Черная книга Чеченской войны (Савельев) - страница 5

Поверхностное восприятие ислама не обязывало никакой духовной практикой, но наоборот — возбуждало страсти, мстительность и жестокость. Религия была лишь прикрытием, чтобы горский общинник превратился в бандита. В Чечне, не имевшей глубоких исламских традиций воспринимались в основном “прагматические” военные установки, а в остальном продолжало действовать адатное (обычное) право, включая кровную месть.

В своих воспоминаниях Шамиль, превратившийся из восточного тирана в историка, писал, что войны с европейцами многому научили приверженцев “священной войны”: “Ознакомившись посредством горького опыта с действием усовершенствованного оружия, мусульмане поспешили припомнить правило Корана, воспрещающее войну против неверных в том случае, если они сильнее правоверных”.

До той поры, пока урок не был преподан, утверждалась идеология мюридизма, в примитивной форме вычленившая из ислама бесхитростные формулы, которые легко усваивались доверчивым населением и давали возможность управлять им.

Генерал Ермолов, став российским наместником в Чечне, прекрасно понимал, что военный контроль за северокавказскими территориями является необходимым условием для развития взаимоотношений с Закавказьем. Именно этим обусловлены крутые меры Ермолова против набеговой системы. Но чисто военное решение проблемы набегов оказалось неэффективным. Практика карательных экспедиций результатов не давала. Поэтому жесткие меры все время сочетались с попытками умиротворения. Ермолов писал царю: “Надобно оставить намерение покорить их оружием, но отнять средства к набегам и хищничествам, соединив во власти своей все, что к тому им способствовало”.

Подавить горский бандитизм чисто военными средствами не удавалось даже несмотря на строительство генералом Ермоловым крепостей Форт Петровский, Грозный, Владикавказ, Нальчик и других. Поэтому, наряду с чисто военными акциями, России применила политику разделения чеченцев на “мирных” и “немирных”, наделения части горцев землей на равнине, укрепления административных органов. Но целенаправленной работе России на Кавказе противостояла вековая привычка к дикости, которая предопределяла поведение дагестанцев, чеченцев, представителей других северо-кавказских народностей.

Военная администрация пыталась сбить волну набегов и консолидацию “вольных обществ” в армию “священной войны” путем принуждения к присяге русскому царю.

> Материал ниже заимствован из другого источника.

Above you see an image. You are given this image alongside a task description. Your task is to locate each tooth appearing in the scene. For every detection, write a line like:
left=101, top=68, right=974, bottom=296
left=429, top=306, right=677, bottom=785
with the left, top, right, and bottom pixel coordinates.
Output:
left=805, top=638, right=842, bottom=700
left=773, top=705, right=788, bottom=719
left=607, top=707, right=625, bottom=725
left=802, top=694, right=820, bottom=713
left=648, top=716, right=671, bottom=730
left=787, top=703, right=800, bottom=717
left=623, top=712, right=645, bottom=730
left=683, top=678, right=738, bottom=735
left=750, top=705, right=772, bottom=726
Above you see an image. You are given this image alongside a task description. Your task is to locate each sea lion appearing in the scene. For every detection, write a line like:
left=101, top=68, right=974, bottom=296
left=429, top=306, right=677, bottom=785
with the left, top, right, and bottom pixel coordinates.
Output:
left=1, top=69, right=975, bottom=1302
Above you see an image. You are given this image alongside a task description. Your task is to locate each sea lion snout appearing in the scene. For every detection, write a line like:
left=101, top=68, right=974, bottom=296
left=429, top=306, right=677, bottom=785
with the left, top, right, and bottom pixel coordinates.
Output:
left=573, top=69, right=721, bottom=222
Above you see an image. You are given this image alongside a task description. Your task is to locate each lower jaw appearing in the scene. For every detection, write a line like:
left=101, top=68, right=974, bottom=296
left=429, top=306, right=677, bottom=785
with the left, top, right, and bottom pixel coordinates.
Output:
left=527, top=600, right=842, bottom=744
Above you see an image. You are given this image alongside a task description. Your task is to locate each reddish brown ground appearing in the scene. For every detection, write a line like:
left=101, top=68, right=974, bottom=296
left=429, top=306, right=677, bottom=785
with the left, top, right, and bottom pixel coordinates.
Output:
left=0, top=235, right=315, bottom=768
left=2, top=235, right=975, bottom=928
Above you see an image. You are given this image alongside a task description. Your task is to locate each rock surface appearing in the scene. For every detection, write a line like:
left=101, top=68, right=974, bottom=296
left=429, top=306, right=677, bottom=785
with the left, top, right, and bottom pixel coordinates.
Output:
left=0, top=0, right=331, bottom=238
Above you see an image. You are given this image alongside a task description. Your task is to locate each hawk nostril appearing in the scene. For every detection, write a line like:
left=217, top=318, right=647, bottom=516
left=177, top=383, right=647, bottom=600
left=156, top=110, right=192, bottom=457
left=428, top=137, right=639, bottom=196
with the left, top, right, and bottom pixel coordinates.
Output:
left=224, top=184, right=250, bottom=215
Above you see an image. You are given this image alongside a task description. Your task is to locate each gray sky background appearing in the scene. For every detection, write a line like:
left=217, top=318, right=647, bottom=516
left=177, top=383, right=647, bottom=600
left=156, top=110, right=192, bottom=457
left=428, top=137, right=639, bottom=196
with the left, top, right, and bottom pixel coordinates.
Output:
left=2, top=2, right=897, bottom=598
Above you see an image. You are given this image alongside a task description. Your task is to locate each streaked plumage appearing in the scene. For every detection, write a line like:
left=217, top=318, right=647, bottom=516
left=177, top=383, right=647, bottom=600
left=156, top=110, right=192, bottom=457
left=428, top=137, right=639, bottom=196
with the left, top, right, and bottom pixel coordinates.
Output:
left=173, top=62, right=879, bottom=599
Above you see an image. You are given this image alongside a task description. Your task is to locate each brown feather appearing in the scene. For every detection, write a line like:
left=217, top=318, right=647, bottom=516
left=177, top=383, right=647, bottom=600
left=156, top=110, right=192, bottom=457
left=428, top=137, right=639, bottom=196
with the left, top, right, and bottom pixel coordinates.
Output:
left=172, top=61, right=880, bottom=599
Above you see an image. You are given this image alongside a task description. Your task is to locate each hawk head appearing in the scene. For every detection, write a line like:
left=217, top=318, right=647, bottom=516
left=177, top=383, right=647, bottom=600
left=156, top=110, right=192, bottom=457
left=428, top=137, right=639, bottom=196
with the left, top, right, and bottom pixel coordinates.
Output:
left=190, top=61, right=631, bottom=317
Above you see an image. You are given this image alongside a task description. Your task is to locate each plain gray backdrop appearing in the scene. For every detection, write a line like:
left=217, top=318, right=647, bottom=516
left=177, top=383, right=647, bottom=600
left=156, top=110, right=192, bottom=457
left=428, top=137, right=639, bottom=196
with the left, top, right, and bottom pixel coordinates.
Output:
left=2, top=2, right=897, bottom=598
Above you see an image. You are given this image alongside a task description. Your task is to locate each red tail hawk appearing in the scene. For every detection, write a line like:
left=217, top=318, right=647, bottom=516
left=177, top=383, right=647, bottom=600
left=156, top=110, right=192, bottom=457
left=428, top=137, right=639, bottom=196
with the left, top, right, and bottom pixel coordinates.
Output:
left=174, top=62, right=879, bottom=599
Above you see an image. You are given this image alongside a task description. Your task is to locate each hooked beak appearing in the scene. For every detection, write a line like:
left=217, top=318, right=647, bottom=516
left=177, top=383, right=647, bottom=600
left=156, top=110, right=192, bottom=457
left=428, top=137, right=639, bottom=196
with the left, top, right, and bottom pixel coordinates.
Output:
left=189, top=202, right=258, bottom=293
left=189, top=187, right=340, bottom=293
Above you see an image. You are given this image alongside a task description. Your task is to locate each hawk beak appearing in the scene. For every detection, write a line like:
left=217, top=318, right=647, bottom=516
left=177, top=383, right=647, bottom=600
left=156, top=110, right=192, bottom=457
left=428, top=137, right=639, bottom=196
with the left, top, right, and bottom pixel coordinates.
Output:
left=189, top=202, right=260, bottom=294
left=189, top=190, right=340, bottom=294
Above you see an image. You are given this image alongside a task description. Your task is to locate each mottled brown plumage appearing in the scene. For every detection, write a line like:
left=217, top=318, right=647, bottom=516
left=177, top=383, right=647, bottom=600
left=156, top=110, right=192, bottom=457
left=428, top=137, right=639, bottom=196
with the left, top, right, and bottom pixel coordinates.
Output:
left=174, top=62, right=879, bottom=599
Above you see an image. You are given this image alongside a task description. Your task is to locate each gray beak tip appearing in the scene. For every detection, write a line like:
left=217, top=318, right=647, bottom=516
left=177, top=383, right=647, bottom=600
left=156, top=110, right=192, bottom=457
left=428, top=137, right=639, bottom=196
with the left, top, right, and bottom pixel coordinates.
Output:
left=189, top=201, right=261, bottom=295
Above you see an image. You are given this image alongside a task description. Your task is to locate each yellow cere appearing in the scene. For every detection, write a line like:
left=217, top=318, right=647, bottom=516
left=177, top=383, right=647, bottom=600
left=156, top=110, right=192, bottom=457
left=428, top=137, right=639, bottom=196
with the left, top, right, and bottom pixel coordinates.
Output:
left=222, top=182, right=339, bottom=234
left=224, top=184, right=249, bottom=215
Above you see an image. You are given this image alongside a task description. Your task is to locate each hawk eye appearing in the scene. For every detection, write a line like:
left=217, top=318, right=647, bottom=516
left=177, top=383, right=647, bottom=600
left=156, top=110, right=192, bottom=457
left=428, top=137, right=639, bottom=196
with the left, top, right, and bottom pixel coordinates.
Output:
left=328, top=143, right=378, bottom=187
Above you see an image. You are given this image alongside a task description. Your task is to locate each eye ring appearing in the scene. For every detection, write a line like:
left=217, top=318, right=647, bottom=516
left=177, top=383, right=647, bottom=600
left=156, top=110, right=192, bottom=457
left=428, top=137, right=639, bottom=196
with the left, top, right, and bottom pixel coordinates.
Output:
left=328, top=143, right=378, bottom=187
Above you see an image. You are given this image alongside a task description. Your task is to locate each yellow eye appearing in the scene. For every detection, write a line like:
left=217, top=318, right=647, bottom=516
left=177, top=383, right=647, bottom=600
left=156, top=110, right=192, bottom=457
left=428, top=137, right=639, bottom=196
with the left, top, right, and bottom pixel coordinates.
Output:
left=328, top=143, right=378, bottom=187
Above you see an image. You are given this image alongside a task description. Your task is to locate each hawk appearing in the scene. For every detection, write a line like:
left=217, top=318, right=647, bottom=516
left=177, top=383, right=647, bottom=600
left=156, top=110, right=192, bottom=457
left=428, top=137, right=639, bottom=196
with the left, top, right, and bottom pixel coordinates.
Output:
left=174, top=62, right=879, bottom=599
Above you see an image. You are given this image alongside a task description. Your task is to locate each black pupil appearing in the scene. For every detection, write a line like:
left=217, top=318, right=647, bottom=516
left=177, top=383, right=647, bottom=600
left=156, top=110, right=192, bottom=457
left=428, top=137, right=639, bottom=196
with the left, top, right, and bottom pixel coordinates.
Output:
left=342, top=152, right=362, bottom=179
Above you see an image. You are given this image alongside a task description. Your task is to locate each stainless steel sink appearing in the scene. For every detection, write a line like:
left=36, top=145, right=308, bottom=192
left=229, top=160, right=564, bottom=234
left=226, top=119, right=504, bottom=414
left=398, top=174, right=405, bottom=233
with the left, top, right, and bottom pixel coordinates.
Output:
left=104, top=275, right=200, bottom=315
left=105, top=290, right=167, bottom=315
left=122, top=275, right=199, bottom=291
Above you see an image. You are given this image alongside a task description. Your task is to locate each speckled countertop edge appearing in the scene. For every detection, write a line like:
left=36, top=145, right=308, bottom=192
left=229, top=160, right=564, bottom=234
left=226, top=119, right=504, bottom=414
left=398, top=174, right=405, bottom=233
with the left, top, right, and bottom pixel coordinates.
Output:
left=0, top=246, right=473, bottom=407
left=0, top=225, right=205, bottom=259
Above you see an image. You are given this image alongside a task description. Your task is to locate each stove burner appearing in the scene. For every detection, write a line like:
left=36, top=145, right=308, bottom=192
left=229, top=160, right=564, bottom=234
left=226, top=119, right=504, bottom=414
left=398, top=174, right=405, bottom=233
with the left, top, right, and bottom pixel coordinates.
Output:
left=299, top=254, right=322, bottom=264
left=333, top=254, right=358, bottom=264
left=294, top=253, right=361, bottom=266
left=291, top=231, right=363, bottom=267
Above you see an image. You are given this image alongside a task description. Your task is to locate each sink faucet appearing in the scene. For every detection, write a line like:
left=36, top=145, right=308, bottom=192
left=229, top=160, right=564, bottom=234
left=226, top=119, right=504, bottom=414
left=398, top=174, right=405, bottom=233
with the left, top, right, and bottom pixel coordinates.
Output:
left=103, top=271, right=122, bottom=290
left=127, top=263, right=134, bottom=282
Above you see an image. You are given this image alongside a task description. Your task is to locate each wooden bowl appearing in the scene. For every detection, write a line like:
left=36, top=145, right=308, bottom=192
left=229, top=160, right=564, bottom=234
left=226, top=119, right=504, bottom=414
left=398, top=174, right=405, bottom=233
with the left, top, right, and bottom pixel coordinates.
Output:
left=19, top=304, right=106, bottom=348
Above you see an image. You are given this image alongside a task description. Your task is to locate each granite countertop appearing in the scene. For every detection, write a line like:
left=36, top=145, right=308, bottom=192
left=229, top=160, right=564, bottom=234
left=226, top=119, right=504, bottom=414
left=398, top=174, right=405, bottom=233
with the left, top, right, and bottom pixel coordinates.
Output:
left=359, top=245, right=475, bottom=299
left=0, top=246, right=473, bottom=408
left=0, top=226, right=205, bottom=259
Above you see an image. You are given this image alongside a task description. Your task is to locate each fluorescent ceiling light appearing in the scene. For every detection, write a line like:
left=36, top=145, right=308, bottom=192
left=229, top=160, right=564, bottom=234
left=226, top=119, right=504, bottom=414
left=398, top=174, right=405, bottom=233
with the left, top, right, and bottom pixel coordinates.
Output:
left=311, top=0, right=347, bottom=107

Обычно эти присяги соблюдались лишь до тех пор, пока в аулах стояли русские войска. Коран, как считалось, освобождал от ответственности за обман “неверных”. Например, попав в трудное положение после побед русской армии в 1837 г. Шамиль поклялся на Коране, что прекращает борьбу и выдал в залог аманатов (заложников). Но Шамиль не только пренебрег своей клятвой, но сумел представить дело так, что согласие русских вести с ним переговоры означало признание его в качестве “горного царя”, признание его силы. Когда в 1839 г. Шамиля блокировали в крепости Ахульго, он попытался снова затеять переговоры, заверяя генерала Граббе в своем чистосердечном раскаянии и готовности усердно служить интересам российского императора. На этот раз Шамилю не поверили, и он лишь чудом спасся из осажденной крепости, взятой штурмом русскими войсками.